INTERNET: After Youku Tudou Bid, Weibo Next on Alibaba’s Menu?
Bottom line: Alibaba could make a bid for Weibo in the next 6 months, in a deal that would share many similarities with its newly launched blockbuster offer for Youku Tudou.
China’s Internet is buzzing over the industry’s biggest acquisition to date with Alibaba’s (NYSE: BABA) offer for Youku Tudou (NYSE: YOKU), but that deal could presage an even higher-profile one that sees the fading Twitter-like Weibo (Nasdaq: WB) follow a similar fate. Or even more intriguing, Alibaba could make a potential play for Weibo’s parent and founder Sina (Nasdaq: SINA), in a move that would spell the end for China’s leading web portal and one of its oldest Internet firms.
There would be many similarities between such a deal and the Alibaba offer for leading online video site Youku Tudou deal announced late last week. Investors appear to also believe such a deal could possible, based on stock reactions to the blockbuster deal that would see Alibaba pay $4.6 billion for the more than 80 percent of Youku Tudou it doesn’t already own. Weibo shares leaped 13.4 percent after the deal was announced, second only to Youku Tudou’s own 22 percent jump.

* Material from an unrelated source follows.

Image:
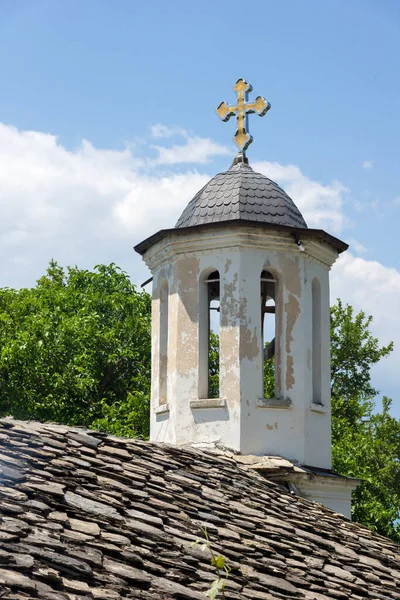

All that said, let’s review some of the many similarities between Youku Tudou and Weibo that make an Alibaba bid for the latter seem almost inevitable. For starters, both companies are similar in size and are easily affordable by Alibaba using its cash pot that totaled $23 billion at the end of the second quarter. Even after their big jumps on Friday, Youku Tudou and Weibo were worth relatively affordable sums of about $5 billion and $3.2 billion, respectively.
Both Weibo and Youku Tudou have also been historically challenged by a lack of profitability, underscoring the fact that neither is suited to life as a stand-alone entity and needs synergies from a bigger parent. US-based Twitter (Nasdaq: TWTR), which was the original model for Weibo, is quickly discovering the same reality and recently announced plans to cut more than 300 jobs in a bid to improve performance.
Youku Tudou has never been able to find a formula for profits, and instead seems to be moving in the other direction as it forks out big money to develop original content and buy rights to expensive Hollywood films. The company posted a $55 million net loss in its latest quarter, more than double the figure a year ago. Weibo was a similar loss-making machine for most of its shorter life, though it did manage to finally post a modest $4.2 million profit in its latest quarter.
Filling a Void
Weibo and Youku Tudou also fill important voids in Alibaba’s bigger ambitions to become a diversified Internet giant. Youku Tudou will complement Alibaba Pictures (HKEx: 1060) as Alibaba tries to build up its entertainment business. Likewise, Weibo could complement Alibaba’s own struggling Laiwang social network service (SNS), which has failed to gain any traction despite some big initial hype at its inception 2 years ago.
Then there are similarities in ownership. Before making its headline bid last week, Alibaba and an affiliate previously purchased nearly 20 percent of Youku Tudou last year for $1.2 billion. Similarly, Alibaba bought 20 percent of Weibo for nearly $600 million in 2013, and later said it would increase the stake to 30 percent.
Finally there are the similarities in chief executives. Unlike many Chinese Internet chiefs who treat their companies as personal fiefdoms, both Youku Tudou CEO Victor Koo and Weibo Chairman and Sina CEO Charles Chao are very practical people. Neither has the same personal attachment to his company that often thwarts many other mergers on China’s Internet. Instead, each of these leaders is more of a businessman who generally tries to do what’s best for shareholders rather than protecting his own position.
All of those similarities certainly make an Alibaba bid for Weibo look like a strong possibility, and I wouldn’t be surprised to see such an offer in the next 6 months. Even more intriguing would be an Alibaba bid for Sina, which is Weibo’s controlling stakeholder. That would come with a similar price tag of about $2.7 billion, based on Sina’s latest market value, and would at once give Alibaba control of China’s most respected web portal as well as Weibo.